During young adulthood drinking to cope (DTC) motivation becomes more highly associated with drinking- related problems, and decreases in DTC motivation predict maturing out of problem drinking. The deleterious effect of DTC has been attributed to its ineffectiveness as a coping strategy, i.e., it often fails to reduce distress and hinders more adaptive emotion-regulation, thus continuing the distress-DTC cycle. Indeed, evidence indicates that high levels of daily negative affect predict DTC motivation, which in turn predicts fatigue, negative affect and stress-reactivity. However, no study to date has examined whether these daily processes change during young adulthood. We propose conducting a third wave in our ongoing NIAAA-funded ARC multi-year intensive longitudinal (daily diary) measurement burst study that has examined college drinkers in wave 1 and the heavier drinkers within the cohort 5 years later (post-college). The proposed third wave, 6 years after wave 2, will capture participants (N after attrition ? 760) in their late 20s/early 30s. Participants will complete a phone-based research interview assessing AUD symptoms. They will then complete (a) an Internet- based survey of personality and contextual factors and (b) a 30-day Internet-based daily survey of their stress, affect, drinking level, drinking motives and drinking-related problems.
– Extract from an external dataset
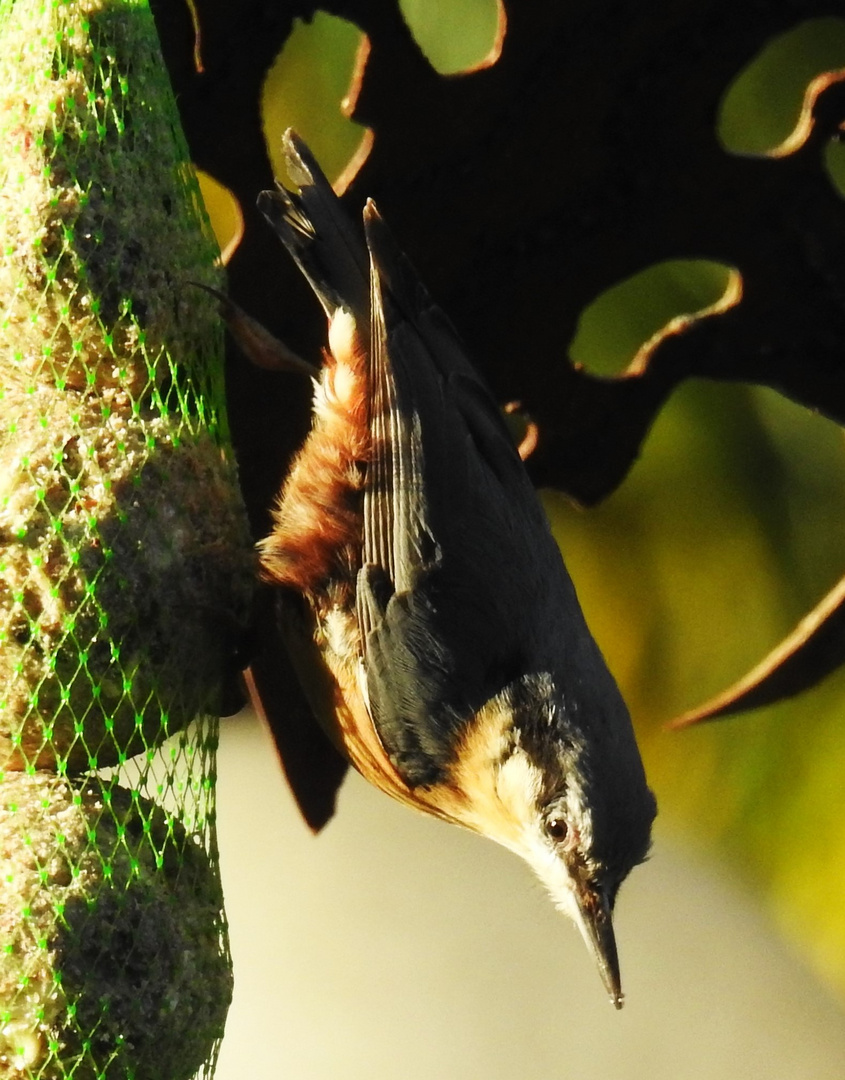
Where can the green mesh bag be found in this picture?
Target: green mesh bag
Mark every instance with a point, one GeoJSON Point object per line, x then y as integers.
{"type": "Point", "coordinates": [124, 561]}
Our first aim i s to examine changes across the 3 assessment waves in day-level associations among DTC motivation and its antecedents and outcomes, and whether changes in these daily processes are related to individual differences in neuroticism, impulsivity, recent life stress, adult social role attainment, 5-HTTLPR, FKBP5, and PER1, and PER2 genotypes, and AUD symptoms.
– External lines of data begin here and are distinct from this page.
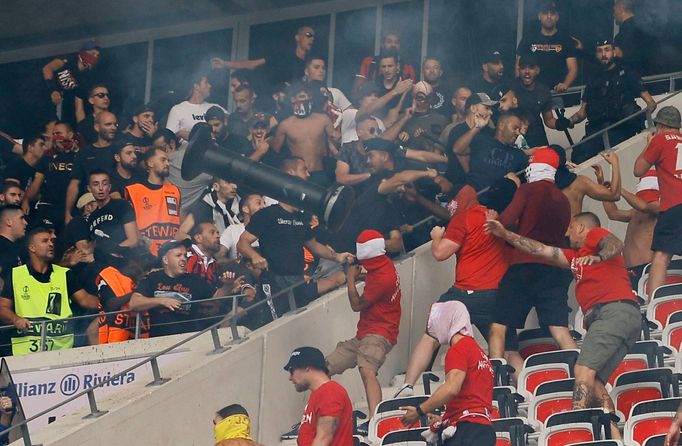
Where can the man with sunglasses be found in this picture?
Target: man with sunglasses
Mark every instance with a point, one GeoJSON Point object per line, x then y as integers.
{"type": "Point", "coordinates": [99, 100]}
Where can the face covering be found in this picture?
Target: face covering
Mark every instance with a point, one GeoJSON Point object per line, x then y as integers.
{"type": "Point", "coordinates": [88, 59]}
{"type": "Point", "coordinates": [447, 319]}
{"type": "Point", "coordinates": [302, 109]}
{"type": "Point", "coordinates": [539, 171]}
{"type": "Point", "coordinates": [233, 427]}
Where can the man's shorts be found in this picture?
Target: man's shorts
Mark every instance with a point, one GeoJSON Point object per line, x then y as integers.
{"type": "Point", "coordinates": [528, 285]}
{"type": "Point", "coordinates": [667, 232]}
{"type": "Point", "coordinates": [612, 330]}
{"type": "Point", "coordinates": [368, 353]}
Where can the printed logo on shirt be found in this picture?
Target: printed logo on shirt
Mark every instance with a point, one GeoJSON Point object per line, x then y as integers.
{"type": "Point", "coordinates": [172, 205]}
{"type": "Point", "coordinates": [546, 47]}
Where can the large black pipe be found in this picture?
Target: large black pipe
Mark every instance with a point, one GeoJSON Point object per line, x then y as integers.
{"type": "Point", "coordinates": [203, 155]}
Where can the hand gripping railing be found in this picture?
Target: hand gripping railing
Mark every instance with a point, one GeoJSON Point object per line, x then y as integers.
{"type": "Point", "coordinates": [231, 318]}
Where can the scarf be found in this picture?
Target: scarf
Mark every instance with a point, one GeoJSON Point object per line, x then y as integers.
{"type": "Point", "coordinates": [447, 319]}
{"type": "Point", "coordinates": [233, 427]}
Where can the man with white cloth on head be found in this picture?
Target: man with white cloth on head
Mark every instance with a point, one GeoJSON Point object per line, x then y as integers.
{"type": "Point", "coordinates": [468, 389]}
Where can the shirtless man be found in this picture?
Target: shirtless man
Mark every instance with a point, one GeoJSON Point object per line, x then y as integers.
{"type": "Point", "coordinates": [641, 220]}
{"type": "Point", "coordinates": [576, 187]}
{"type": "Point", "coordinates": [306, 134]}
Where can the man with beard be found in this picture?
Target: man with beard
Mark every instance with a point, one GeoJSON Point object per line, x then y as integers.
{"type": "Point", "coordinates": [53, 176]}
{"type": "Point", "coordinates": [98, 156]}
{"type": "Point", "coordinates": [306, 134]}
{"type": "Point", "coordinates": [609, 97]}
{"type": "Point", "coordinates": [492, 73]}
{"type": "Point", "coordinates": [156, 201]}
{"type": "Point", "coordinates": [535, 99]}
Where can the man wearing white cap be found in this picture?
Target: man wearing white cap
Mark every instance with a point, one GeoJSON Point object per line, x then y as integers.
{"type": "Point", "coordinates": [641, 220]}
{"type": "Point", "coordinates": [540, 211]}
{"type": "Point", "coordinates": [468, 389]}
{"type": "Point", "coordinates": [423, 129]}
{"type": "Point", "coordinates": [379, 308]}
{"type": "Point", "coordinates": [664, 151]}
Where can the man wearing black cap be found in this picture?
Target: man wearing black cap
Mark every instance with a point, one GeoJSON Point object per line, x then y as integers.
{"type": "Point", "coordinates": [609, 97]}
{"type": "Point", "coordinates": [492, 73]}
{"type": "Point", "coordinates": [97, 156]}
{"type": "Point", "coordinates": [328, 416]}
{"type": "Point", "coordinates": [555, 50]}
{"type": "Point", "coordinates": [171, 294]}
{"type": "Point", "coordinates": [536, 100]}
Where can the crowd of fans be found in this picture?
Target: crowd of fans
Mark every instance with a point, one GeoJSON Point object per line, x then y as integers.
{"type": "Point", "coordinates": [97, 219]}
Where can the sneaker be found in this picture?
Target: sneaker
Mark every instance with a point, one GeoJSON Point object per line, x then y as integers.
{"type": "Point", "coordinates": [293, 433]}
{"type": "Point", "coordinates": [405, 390]}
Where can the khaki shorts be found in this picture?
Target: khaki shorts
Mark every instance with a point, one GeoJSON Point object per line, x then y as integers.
{"type": "Point", "coordinates": [369, 352]}
{"type": "Point", "coordinates": [612, 330]}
Our second aim i s to assess the perceived coping effectiveness of episode-specific instances DTC and to test whether these appraisals moderate the effect of DTC on next-day affect, self-control depletion, stress-reactivity and drinking-related problems. In the proposed wave we will assess negative urgency, i.e., the tendency to act rashly when experiencing negative emotions, and test whether it moderates the day-level associations between DTC motivation and its proximal antecedents and outcomes. Results from this study hold the promise of identifying individuals at risk for the development of AUDs in early adulthood.